Tension Bond Strength

Tension bond strength refers to the capacity of mortar to withstand tension forces without breaking apart. It is a crucial property when evaluating the effectiveness of construction materials, particularly mortars used in masonry. Tension is the pulling force that can act on the mortar bond between the cement and other surfaces. A higher tension bond strength indicates a more durable and resistant material.

In the context of the exercise, we compared the tension bond strengths of polymer latex modified mortar versus unmodified mortar. Adding polymer latex emulsions to mortar potentially increases its tension bond strength, making it more resilient.

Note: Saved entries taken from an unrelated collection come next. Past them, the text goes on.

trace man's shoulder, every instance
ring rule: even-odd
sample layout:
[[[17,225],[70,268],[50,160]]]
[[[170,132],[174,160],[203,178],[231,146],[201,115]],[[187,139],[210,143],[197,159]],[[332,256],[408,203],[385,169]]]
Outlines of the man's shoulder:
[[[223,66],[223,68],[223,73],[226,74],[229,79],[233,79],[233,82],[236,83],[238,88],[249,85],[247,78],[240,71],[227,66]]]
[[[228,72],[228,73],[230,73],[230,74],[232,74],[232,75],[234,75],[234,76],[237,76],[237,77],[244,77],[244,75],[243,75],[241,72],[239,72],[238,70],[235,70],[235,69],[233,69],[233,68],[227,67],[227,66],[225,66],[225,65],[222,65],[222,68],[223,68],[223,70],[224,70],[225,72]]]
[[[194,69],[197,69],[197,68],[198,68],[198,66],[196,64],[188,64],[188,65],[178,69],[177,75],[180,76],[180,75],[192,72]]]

This is evident through hypothesis testing, which provides statistical evidence on whether the modification improves bond strength.

Normal Distribution

Normal distribution is a fundamental concept in statistics, representing how the values of a variable are dispersed across a range. It is often depicted as a symmetric, bell-shaped curve. Many natural phenomena and measurement errors naturally follow this pattern, making it an essential tool for statistical analysis.

For hypothesis testing, assuming that the data follows a normal distribution allows us to use statistical tests, like the z-test, to determine the likelihood of different outcomes. In this problem, the tension bond strengths of both modified and unmodified mortars are assumed to follow normal distributions. This assumption simplifies calculations and supports the validity of using z-scores and critical values in decision-making processes.

Type II Error

A Type II error occurs when we fail to reject a false null hypothesis. In simpler terms, it means incorrectly accepting that no effect or difference exists when, in fact, it does. The probability of making a Type II error is denoted by \( \beta \).

In the exercise, to find \( \beta \), we calculated the z-value for an assumed difference in tension bond strength between mortars. Knowing \( \beta \) is useful for understanding the test's reliability and ensuring that significant differences are not overlooked. A small \( \beta \) indicates a low probability of failing to detect true differences, increasing the test's effectiveness.

Sample Size Calculation

Sample size calculation is critical in designing experiments. It refers to determining the number of observations needed to confidently detect an effect if there is one. A sufficiently large sample size ensures the study has enough power to avoid Type II errors.

In our exercise, we needed to calculate the sample size to achieve a specific power magnitude, ensuring that the probability of committing a Type II error is kept to a minimum. Calculating the sample size involves using both the desired power level and significance level to solve for the necessary number of samples. Appropriate sample size not only improves the test's reliability but also optimizes resources by using only as many samples as necessary.